When I asked where Mr. Brandon’s vision for functional findablity came from, he told me about an experience he had at Oracle. Oracle owns numerous search systems, ranging from the late 1980s Artificial Linguistics’ system to somewhat newer systems like the late 1990s Endeca system, and the newer technologies from Triple Hop. Combine these with the SES technology and the hybrid InQuira formed from two faltering NLP systems, and Oracle has some hefty investments.

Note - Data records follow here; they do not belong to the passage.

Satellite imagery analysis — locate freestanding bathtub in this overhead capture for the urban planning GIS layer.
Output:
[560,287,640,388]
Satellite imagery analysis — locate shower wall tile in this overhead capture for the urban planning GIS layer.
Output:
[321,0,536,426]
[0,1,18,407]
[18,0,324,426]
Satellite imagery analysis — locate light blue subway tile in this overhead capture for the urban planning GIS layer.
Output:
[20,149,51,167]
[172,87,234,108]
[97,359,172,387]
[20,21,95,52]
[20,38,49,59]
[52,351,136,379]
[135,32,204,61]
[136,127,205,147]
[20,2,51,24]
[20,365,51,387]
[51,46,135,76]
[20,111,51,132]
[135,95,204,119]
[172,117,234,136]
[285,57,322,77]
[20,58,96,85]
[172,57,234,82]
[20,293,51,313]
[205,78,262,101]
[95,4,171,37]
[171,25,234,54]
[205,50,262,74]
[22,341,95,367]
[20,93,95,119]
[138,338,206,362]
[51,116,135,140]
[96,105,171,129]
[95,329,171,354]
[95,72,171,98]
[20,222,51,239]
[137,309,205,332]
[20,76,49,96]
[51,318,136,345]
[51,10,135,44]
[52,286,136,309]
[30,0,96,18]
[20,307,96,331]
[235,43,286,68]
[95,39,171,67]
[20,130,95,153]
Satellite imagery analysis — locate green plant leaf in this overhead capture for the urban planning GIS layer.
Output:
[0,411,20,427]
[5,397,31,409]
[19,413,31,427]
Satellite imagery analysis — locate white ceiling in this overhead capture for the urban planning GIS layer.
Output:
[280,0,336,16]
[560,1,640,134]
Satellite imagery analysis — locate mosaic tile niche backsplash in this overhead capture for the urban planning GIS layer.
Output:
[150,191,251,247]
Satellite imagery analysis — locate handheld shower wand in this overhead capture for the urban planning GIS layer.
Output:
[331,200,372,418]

Here’s Mr. Brandon’s moment of insight:

During my first week at Oracle, I asked one of my colleagues if they could share with me the names of the middleware buyer contacts at my 50 or so named accounts. One colleague said, “certainly”, and moments later an Excel spreadsheet popped into my inbox. I was stunned. I asked him if he was aware that “Excel is a Microsoft technology and we are Oracle.” He said, “Yes, of course.” I responded, “Why don’t you just share it with me in the CRM System?” (the CRM was, of course, Siebel, an Oracle product). He chortled and said, “Nobody uses the CRM here.” My head exploded. I gathered my wits to reply back, “Let me get this straight. We make the CRM software and we sell it to others. Are you telling me we don’t use it in-house?” He shot back, “It’s slow and unusable, so nobody uses it.” As it turned out, with around 10 million corporate clients and about 50 million individual names, if I had to filter for “just middleware buyers”, “just at my accounts”, “in the Northeast”, I could literally go get a cup of coffee and come back before the query was finished. If I added a fourth facet, forget it. The CRM system would crash. If it is that bad at the one of the world’s biggest software companies, how bad is it throughout the enterprise?